While Chabad of Westport still hopes to move forward with plans for expansion at the property that once was home to Three Bears restaurant, at least one neighbor has concerns about the proposal.

Because of questions raised about the Chabad application for a range of variances for the project at 79 Newtown Turnpike, the hearing is being left open by the Zoning Board of Appeals until Sept. 8.

“The proposal before you this evening is to expand their program,” said Mel Barr, who represented the applicant at Tuesday night’s ZBA meeting. The congregation wants to build a larger sanctuary and create more classrooms.

The building will expand from 8,452 square feet to 11,595. Parking coverage on the lot will also increase by about 6,000 square feet to comply with the added capacity, from the current 64 spaces.

“What is going to be required now under this expansion plan is 104 spaces,” said Zoning Director Larry Bradley. Consequently, total coverage at the property will expand by 8,573 square feet, or 10 percent of total coverage on the site.

Along with the additional parking, the plan calls for closing off the east entryway and expanding the other driveway into a three-lane entrance.

Anthony Fuori, whose driveway is across from that entrance on Newtown Turnpike, told the ZBA that he has concerns about the plans.

“My main concern is the driveway,” he said. “I don’t understand why the existing driveway has to be closed.
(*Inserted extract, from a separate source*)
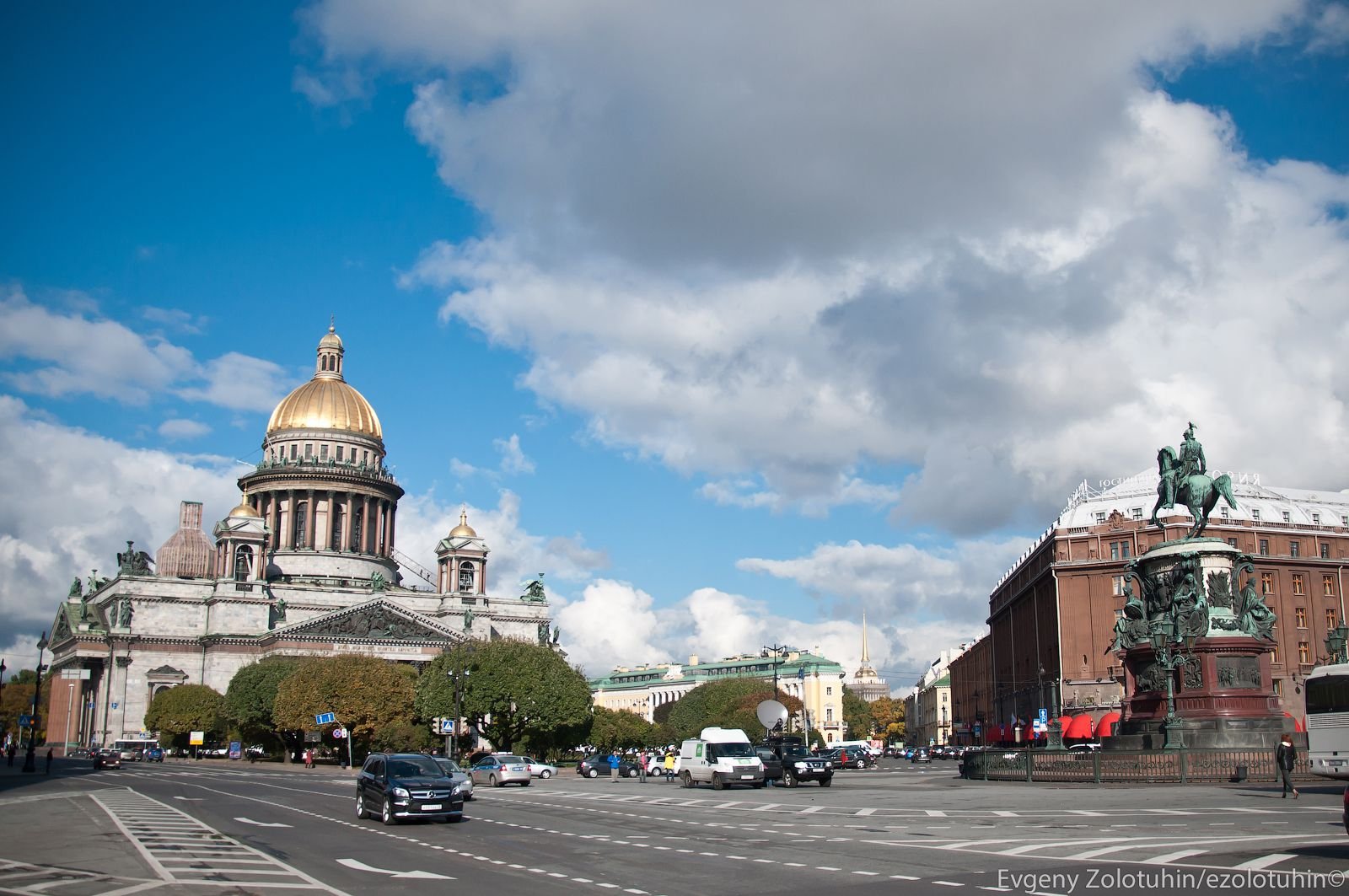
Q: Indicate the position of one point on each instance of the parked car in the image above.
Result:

I live directly opposite the new driveway and I can tell you right now it’s a headache … with the congregation the way it is right now.”

“I can’t imagine what it’s going to be a like,” he said. “Right now it like living at the end of an (airport runway) … I can’t imagine with three lanes of traffic right in front of my house.”

Fuori also expressed concern about the installation of new lights along the road. “Is it going to be like living next to a stadium?” he said.

Fuori also said he was told by the fire marshal that two entrances to the property, as they currently stand, “would be better” — something Barr said he had no knowledge of.

“I haven’t heard anything from the Fire Department about two would be better than one,” he said.

At the request of ZBA Chairman James Ezzes, the matter was left open for review. “There’s an awful lot of information,” he said, “and I think we all want to make a very educated decision.”

Bradley said the hearing would have to be left open in order to allow answers from town officials to be included in the case before a decision is made.

“I have an awful lot of questions,” Ezzes said.